Ван-Гюль трепетал от этой надежды: жить только в обществе Годеливы! Всегда с ней одной, до самой смерти! Неизменно тихая жизнь, такая спокойная, такая мирная, в которой не было бы другого шума, среди безмолвия, как биение ее собственного уравновешенного сердца, точно она являлась в музее часов лишними часами, – небольшими человеческими часиками, отражавшими спокойное лицо Времени.

V

Можно было бы подумать, что Борлют был влюблен в город.

Для всех видов любви у нас есть только одно сердце. Его культ произведений искусства или религии отличался такою же нежностью, как чувство мужчины к женщине. Он любил Брюгге за его красоту; и как любовник, он любил бы его еще сильнее, если бы он стал красивее. Его страсть не имела ничего общего с местным патриотизмом, сближающим всех жителей одного и того же города по привычкам, общим вкусам, родственным отношениям, узко понятому самолюбию. Он, напротив, жил почти одиноко, удалялся, мало сходился с жителями, посредственно рассуждающими. Даже на улицах он редко замечал прохожих. С тех пор, как он стал одиноким, он приходил в восторг от каналов, плачущих деревьев, низких мостиков, колоколов, звон которых разносился по воздуху, старых стен в древних кварталах.
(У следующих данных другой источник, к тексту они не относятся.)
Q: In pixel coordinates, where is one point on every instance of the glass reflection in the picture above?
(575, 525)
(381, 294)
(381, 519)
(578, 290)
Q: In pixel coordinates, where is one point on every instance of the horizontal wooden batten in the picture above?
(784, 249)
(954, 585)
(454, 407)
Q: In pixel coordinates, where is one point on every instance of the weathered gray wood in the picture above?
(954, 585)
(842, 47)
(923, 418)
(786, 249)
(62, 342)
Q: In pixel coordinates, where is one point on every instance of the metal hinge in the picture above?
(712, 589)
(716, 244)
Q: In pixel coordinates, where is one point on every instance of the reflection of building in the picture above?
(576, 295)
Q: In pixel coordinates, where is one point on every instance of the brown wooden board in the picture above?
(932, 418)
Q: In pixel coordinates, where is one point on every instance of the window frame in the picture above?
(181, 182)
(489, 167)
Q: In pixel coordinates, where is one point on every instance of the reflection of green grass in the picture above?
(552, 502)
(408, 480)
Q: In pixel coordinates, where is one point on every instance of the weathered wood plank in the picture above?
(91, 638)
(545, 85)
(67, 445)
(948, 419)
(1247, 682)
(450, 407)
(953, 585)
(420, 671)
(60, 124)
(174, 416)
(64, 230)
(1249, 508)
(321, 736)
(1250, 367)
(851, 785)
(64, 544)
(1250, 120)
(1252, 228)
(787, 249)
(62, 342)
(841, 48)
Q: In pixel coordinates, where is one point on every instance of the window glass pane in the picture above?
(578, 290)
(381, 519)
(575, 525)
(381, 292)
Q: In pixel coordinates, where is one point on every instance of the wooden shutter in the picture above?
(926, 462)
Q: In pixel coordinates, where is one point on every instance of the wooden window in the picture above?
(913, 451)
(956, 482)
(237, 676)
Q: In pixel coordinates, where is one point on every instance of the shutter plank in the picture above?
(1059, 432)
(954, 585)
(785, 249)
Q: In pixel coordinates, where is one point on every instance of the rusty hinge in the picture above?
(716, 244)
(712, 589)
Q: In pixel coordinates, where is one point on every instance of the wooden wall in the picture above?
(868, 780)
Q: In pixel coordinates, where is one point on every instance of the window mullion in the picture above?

Предметы интересовали его вместо живых существ.

Город сделался для него личностью, почти человеком… Он полюбил его, желая украшать, придавать роскошь его красоте, этой таинственной красоте, происходящей от сильной грусти, – в особенности, так мало бросающейся в глаза! Другие города очень хвастливы: они создают дворцы, поднимающиеся террасами сады, геометрически правильные памятники. Здесь все скрыто и полно нюансов. Историческая архитектура, фасады домов, похожие на хранимые реликвии, – остроконечные крыши, трубы, украшенные гвоздями, карнизы, желоба, барельефы, – бесконечные неожиданности, превращающие город как бы в живописный пейзаж из камня!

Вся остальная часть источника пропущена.